I am currently working on doing phoneme recognition with cnn.
My dataset is labeled, but I am bit unsure how i ensure that the length of feature vector also will be according to the length of the audio file.
My input to the CNN is currently a spectogram visualisation of mel-log filter energies, where the y-axis are the different frequency bands, and the x-axis is the contains the frame.
For the given example above is the sentence:
fmjc-b-an118 RUBOUT J L Y Z TWO
And phonemes:
RUBOUT: R AH B AW T
J: JH EY
L: EH L
Y: W AY
Z: Z IY
TWO: T UW
In total 15 phonemes in 249 frames. Nearly 17 frames pr. each phoneme.
is the text/word spoken to it :
fbbh-b-an90 NO
NO: N OW
In total 2 phonemes in 97 frames = 49 frames per phoneme.

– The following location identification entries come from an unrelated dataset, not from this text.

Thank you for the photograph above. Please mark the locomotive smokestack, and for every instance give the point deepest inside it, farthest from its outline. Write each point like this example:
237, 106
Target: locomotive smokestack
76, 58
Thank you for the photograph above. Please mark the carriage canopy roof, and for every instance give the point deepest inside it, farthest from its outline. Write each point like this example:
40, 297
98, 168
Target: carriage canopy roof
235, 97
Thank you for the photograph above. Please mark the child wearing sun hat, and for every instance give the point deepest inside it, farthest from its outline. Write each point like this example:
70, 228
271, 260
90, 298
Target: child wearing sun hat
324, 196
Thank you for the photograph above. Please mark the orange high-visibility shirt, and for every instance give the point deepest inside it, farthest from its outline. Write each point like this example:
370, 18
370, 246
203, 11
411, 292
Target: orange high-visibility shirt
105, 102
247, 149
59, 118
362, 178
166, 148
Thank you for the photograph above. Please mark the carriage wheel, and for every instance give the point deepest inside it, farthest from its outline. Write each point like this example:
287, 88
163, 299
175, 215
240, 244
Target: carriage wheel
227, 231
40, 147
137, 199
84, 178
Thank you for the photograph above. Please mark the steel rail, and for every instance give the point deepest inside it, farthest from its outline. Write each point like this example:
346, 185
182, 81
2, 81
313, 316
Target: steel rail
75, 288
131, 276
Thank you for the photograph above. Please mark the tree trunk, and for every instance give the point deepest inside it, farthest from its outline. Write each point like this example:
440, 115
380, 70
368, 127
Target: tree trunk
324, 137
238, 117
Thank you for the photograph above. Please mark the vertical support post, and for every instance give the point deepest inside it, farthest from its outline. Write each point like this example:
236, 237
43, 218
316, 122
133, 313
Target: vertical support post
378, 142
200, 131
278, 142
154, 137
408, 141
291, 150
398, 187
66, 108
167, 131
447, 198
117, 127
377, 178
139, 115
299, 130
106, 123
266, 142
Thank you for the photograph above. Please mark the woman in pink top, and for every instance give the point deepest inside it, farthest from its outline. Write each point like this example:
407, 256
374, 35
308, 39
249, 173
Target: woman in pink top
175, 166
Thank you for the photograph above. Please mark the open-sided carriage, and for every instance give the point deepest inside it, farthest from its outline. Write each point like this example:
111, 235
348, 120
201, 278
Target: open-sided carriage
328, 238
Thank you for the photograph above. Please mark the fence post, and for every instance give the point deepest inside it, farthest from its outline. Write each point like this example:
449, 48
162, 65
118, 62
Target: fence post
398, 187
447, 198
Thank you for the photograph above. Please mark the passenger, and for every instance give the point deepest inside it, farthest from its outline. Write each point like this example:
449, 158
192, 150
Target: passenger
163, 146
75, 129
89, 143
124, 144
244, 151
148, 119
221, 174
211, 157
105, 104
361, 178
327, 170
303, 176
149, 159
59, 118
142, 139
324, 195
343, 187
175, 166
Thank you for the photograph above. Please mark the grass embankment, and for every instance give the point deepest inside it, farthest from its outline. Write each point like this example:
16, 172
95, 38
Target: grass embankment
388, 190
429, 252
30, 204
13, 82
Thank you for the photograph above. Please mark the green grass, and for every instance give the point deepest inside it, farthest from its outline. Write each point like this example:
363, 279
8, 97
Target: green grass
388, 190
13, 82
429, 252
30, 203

So how can i create an input shape that captures number phonemes a audio file would have?
Edit:
The only way i think I think it is possible to recreate the input/output relationship is to provide an input shape that is one frame, but will the system be able to detect the different classes of phoneme in the that short time span, and still say "None" if none is available?
This would require the output shape contain the classes for each frame, which require me to know the duration of each phoneme which should be possible with this.
But again is it possible to detect a phoneme given one frame?